Question

The ratio of the radii of a planet and the earth is \( 1:2 \), the ratio of their mean densities is \( 4:1 \). If the acceleration due to gravity on the surface of the earth is \( 9.8 \, ms^{-2} \), then the acceleration due to gravity on the surface of the planet is?

• A. \( 4.9 \, ms^{-2} \)
• B. \( 8.9 \, ms^{-2} \)
• C. \( 29.4 \, ms^{-2} \)
• D. \( 19.6 \, ms^{-2} \)

Hint:

The acceleration due to gravity depends on both the radius and density of a celestial body. When comparing different planets, use the ratio formula \( g \propto \rho R \).

Answer 1

The Correct Option is D

The acceleration due to gravity on the surface of a planet is given by: \[ g = \frac{4}{3} \pi G \rho R \] where: - \( G \) is the gravitational constant, - \( \rho \) is the mean density of the planet, - \( R \) is the radius of the planet.

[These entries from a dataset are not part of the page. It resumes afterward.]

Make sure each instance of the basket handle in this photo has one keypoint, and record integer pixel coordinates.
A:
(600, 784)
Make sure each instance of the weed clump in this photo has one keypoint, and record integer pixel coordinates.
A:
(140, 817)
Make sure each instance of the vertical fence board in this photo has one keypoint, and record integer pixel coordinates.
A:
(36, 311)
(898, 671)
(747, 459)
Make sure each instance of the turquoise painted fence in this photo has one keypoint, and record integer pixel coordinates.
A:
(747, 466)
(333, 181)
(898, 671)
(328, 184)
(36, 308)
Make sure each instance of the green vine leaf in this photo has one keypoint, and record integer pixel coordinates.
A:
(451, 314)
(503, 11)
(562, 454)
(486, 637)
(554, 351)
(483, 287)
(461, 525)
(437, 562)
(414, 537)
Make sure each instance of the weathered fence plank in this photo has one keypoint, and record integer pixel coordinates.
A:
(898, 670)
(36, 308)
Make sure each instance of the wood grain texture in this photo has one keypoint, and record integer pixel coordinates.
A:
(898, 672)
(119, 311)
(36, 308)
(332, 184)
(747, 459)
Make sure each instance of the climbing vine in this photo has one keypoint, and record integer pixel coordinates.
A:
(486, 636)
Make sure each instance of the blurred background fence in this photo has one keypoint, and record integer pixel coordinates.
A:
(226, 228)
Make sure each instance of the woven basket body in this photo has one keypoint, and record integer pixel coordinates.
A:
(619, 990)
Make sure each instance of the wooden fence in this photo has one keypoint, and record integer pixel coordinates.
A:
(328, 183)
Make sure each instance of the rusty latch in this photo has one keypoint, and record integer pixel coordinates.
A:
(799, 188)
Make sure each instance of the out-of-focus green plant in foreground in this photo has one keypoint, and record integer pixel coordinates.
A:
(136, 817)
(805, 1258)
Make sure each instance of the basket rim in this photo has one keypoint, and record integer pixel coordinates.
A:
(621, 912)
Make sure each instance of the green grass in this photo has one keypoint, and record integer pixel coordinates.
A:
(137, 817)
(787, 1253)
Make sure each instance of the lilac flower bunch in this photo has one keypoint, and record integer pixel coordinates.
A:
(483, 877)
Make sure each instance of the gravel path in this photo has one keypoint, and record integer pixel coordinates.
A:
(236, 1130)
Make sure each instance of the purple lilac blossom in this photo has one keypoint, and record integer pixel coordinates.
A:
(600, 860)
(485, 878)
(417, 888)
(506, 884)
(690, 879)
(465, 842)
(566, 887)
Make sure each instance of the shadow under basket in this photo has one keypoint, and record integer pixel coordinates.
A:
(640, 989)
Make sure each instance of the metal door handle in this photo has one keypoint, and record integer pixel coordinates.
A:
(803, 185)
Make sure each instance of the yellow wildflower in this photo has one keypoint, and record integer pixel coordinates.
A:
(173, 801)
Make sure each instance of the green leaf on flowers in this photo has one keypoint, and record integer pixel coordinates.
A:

Taking the ratio of gravitational accelerations of the planet (\( g_p \)) and earth (\( g_e \)): \[ \frac{g_p}{g_e} = \frac{\rho_p}{\rho_e} \times \frac{R_p}{R_e} \] Given: \[ \frac{R_p}{R_e} = \frac{1}{2}, \quad \frac{\rho_p}{\rho_e} = 4 \] \[ \frac{g_p}{g_e} = 4 \times \frac{1}{2} = 2 \] Since \( g_e = 9.8 \, ms^{-2} \), \[ g_p = 2 \times 9.8 = 19.6 \, ms^{-2} \] Thus, the acceleration due to gravity on the planet is \( 19.6 \, ms^{-2} \).